Uber is once again being accused of shady business practices—this time for how it sets rates.

Uber drivers are concerned that the company is charging higher fees to riders, but not passing the extra revenue on to them. That may indeed be the case in some circumstances, thanks to a new fare system Uber is testing in certain cities.

The ride-sharing giant confirmed to Bloomberg that it is charging some riders more because it needs the extra cash. Over the past few months, it’s instituted a new system called “route-based pricing” in some cities that uses data to charge customers based on what it thinks they’re willing to pay. 

Previously, the company set rates based on mileage, time, and local demand, but Uber is now using other factors to determine rates. The new system might charge a rider more if they travel between two wealthy neighborhoods, rather than between poorer neighborhoods, for example. It stems from the upfront pricing feature Uber introduced last year, which guarantees riders a set price before they book.

But in some cases, those set prices are generated using the route-based pricing system—while Uber continues to pay drivers using the old method. That means if Uber charges a customer a higher rate based on the system’s prediction that said customer is willing to pay it, the driver won’t get any extra money.

To alleviate driver concerns, Uber plans to to start reporting how much it chargers passengers for each ride, although it won’t disclose its cut from each transaction. The new pricing scheme will also be detailed in an updated terms of service agreement. But it’s unlikely that Uber will stop setting passenger fees and driver pay separately.

The gap between rider fees and driver pay could represent the future of Uber’s business model, according to Bloomberg. The company said it pockets the difference, and that this could help it achieve long-term profitability. But that could also increase tension with drivers, and create distrust among riders.

In order to wring the maximum amount of profit out of each ride, the process Uber uses to set rates has grown increasingly complex. That’s also made it increasingly opaque for drivers and riders alike, with both groups relatively uninformed about how Uber decides what to charge for rides, and to pay the people giving them.
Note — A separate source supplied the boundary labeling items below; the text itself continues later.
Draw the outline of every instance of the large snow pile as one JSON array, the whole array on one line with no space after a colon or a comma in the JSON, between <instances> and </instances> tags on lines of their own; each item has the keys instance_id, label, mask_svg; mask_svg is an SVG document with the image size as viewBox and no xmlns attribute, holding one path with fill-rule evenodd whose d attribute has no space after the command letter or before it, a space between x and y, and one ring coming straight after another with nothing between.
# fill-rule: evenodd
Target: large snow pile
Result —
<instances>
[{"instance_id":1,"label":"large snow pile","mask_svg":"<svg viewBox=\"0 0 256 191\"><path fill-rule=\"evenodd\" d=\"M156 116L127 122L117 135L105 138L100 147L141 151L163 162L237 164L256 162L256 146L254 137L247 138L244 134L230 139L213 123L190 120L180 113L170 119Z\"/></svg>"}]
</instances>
The situation demonstrates the limits of Uber’s current business model.  On the one hand, drivers are disgruntled, with a recent survey finding that most leave within a year, primarily due to low pay. Concern over living wages for Uber drivers also led New York City to consider forcing the company to introduce tipping.

Much of Uber’s success has been predicted on this limited commitment to drivers, as it eliminates the expense of bringing them on as full-time employees. If Uber can’t continue to make money even with that limited commitment, it might be in trouble.